Omega avait pensé à tout. Et pourtant, rien ne s’est déroulé comme prévu. Comment deviner en effet qu’une montre imaginée pour s’imposer comme une reine des circuits automobiles deviendrait une référence pour les astronautes de la Nasa ? La réponse tient en un seul mot : performance. Au moment de son lancement en 1957 dans une célèbre trilogie de montres professionnelles, la Speedmaster était destinée aux pilotes de course, la Seamaster aux plongeurs et la Railmaster aux scientifiques travaillant au contact de puissants champs magnétiques. La Seamaster et la Railmaster sont sagement restées sur les rails qu’Omega leur avait dessinés. Mais la Speedmaster a rapidement effectué une sortie de piste pour s’envoler vers d’autres horizons au poignet des astronautes américains séduits tant par ses performances que par son design classique et fonctionnel.

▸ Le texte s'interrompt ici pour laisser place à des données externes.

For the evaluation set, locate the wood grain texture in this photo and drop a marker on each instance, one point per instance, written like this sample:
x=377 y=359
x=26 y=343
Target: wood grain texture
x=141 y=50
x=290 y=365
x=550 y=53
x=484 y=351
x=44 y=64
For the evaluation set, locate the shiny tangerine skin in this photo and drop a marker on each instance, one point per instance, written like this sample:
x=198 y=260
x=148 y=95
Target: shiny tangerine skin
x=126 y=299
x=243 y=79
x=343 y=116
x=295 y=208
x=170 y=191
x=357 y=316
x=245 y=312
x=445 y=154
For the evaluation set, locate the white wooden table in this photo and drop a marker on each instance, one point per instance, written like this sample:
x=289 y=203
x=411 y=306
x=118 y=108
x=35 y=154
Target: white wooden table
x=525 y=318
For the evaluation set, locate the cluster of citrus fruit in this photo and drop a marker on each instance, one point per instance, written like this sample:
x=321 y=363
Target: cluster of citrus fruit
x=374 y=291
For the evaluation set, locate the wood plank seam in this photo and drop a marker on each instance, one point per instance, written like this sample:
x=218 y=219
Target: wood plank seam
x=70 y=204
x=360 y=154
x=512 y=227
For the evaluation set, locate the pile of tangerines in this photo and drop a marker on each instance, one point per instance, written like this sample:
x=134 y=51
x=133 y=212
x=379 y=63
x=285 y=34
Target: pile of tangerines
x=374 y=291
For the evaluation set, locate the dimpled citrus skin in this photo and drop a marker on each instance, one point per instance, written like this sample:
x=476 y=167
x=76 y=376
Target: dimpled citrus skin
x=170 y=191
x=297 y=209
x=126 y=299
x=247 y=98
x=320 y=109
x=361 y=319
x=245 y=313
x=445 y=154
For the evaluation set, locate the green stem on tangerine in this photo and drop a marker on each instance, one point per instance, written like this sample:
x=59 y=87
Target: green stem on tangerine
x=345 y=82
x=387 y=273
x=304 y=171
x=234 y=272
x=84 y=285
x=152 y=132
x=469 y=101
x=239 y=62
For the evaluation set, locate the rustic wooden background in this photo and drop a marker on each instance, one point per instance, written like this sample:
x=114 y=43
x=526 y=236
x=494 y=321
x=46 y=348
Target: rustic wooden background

La future « Moonwatch » parée au décollage

L’aventure spatiale de la Speedmaster démarre en 1962 sous l’impulsion d’un groupe d’astronautes composé, notamment, de Walter « Wally » Schirra et Leroy Gordon « Gordo » Cooper. C’est à titre privé qu’ils achètent leurs premières montres de vol, et leur choix se porte sur le modèle Speedmaster deuxième génération référencé CK2998, lequel fera partie de la mission Mercury-Atlas 8 au poignet de « Wally » Schirra. À l’issue du programme Mercury, les astronautes émettent auprès des autorités de la Nasa le souhait de disposer d’une montre pour les entraînements et, éventuellement, les vols. Cette demande arrive à point nommé, au moment où l’intégralité des équipements des astronautes de la Nasa doit être réévaluée. En pleine course à la conquête de l’espace, évidemment, rien n’est laissé au hasard. Et parmi les montres testées drastiquement par la Nasa – variations de température, chocs, environnement corrosif, vibrations, pressions extrêmes… –, seul le chronographe d’Omega reste indemne. Sa précision redoutable, parfaitement dans les normes imposées par la Nasa, doublée d’une robustesse insensible aux conditions les plus difficiles, vaut ainsi à la Speedmaster référence ST105.003 d’être « homologuée pour toutes les missions spatiales habitées » le 1er mars 1965.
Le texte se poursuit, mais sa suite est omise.